I've always thought that Encryption can be converted both ways, in a way that the end value can bring you to original value and with Hashing you'll not be able to revert from the end result to the original value.
Hashing algorithms are usually cryptographic in nature, but the principal difference is that encryption is reversible through decryption, and hashing is not.
An encryption function typically takes input and produces encrypted output that is the same, or slightly larger size.
A hashing function takes input and produces a typically smaller output, typically of a fixed size as well.
While it isn't possible to take a hashed result and "dehash" it to get back the original input, you can typically brute-force your way to something that produces the same hash.
In other words, if a authentication scheme takes a password, hashes it, and compares it to a hashed version of the requires password, it might not be required that you actually know the original password, only its hash, and you can brute-force your way to something that will match, even if it's a different password.
Hashing functions are typically created to minimize the chance of collisions and make it hard to just calculate something that will produce the same hash as something else.
Hashing:
It is a one-way algorithm and once hashed can not rollback and this is its sweet point against encryption.
Encryption
If we perform encryption, there will a key to do this. If this key will be leaked all of your passwords could be decrypted easily.
On the other hand, even if your database will be hacked or your server admin took data from DB and you used hashed passwords, the hacker will not able to break these hashed passwords. This would actually practically impossible if we use hashing with proper salt and additional security with PBKDF2.
If you want to take a look at how should you write your hash functions, you can visit here.
There are many algorithms to perform hashing.

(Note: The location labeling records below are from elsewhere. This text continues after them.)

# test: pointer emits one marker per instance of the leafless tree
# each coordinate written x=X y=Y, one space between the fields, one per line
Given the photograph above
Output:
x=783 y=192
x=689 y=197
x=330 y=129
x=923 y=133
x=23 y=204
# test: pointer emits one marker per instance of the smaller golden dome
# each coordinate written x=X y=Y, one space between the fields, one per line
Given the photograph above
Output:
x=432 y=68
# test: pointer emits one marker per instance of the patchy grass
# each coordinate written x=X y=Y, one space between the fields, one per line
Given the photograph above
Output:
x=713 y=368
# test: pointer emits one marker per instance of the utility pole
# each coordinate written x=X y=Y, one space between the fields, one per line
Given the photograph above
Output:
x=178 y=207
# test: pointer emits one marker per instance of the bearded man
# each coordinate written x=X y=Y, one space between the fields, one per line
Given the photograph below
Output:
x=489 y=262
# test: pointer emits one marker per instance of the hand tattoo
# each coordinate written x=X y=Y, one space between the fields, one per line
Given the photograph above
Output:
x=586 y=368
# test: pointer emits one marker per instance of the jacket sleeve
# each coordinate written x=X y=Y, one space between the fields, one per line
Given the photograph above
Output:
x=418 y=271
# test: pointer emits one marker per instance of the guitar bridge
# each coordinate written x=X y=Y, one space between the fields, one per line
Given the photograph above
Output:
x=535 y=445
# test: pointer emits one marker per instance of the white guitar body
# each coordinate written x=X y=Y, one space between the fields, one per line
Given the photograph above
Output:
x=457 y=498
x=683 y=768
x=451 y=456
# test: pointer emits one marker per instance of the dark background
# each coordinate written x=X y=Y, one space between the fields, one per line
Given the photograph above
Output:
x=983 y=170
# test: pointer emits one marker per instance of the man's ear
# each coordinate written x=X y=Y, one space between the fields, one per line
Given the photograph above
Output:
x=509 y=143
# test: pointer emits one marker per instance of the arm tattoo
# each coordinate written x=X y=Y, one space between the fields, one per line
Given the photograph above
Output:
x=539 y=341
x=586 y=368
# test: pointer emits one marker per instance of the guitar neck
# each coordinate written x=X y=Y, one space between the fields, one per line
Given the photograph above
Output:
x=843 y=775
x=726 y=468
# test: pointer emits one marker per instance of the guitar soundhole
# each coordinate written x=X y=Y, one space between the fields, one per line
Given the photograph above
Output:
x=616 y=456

MD5 - Uses the Message Digest Algorithm 5 (MD5) hash function. The output hash is 128 bits in length. The MD5 algorithm was designed by Ron Rivest in the early 1990s and is not a preferred option today.
SHA1 - Uses Security Hash Algorithm (SHA1) hash published in 1995. The output hash is 160 bits in length. Although most widely used, this is not a preferred option today.
HMACSHA256, HMACSHA384, HMACSHA512 - Use the functions SHA-256, SHA-384, and SHA-512 of the SHA-2 family. SHA-2 was published in 2001. The output hash lengths are 256, 384, and 512 bits, respectively,as the hash functions’ names indicate.
Ideally you should do both.
First Hash the pass password for the one way security. Use a salt for extra security.
Then encrypt the hash to defend against dictionary attacks if your database of password hashes is compromised.
As correct as the other answers may be, in the context that the quote was in, hashing is a tool that may be used in securing information, encryption is a process that takes information and makes it very difficult for unauthorized people to read/use.
Here's one reason you may want to use one over the other - password retrieval.
If you only store a hash of a user's password, you can't offer a 'forgotten password' feature.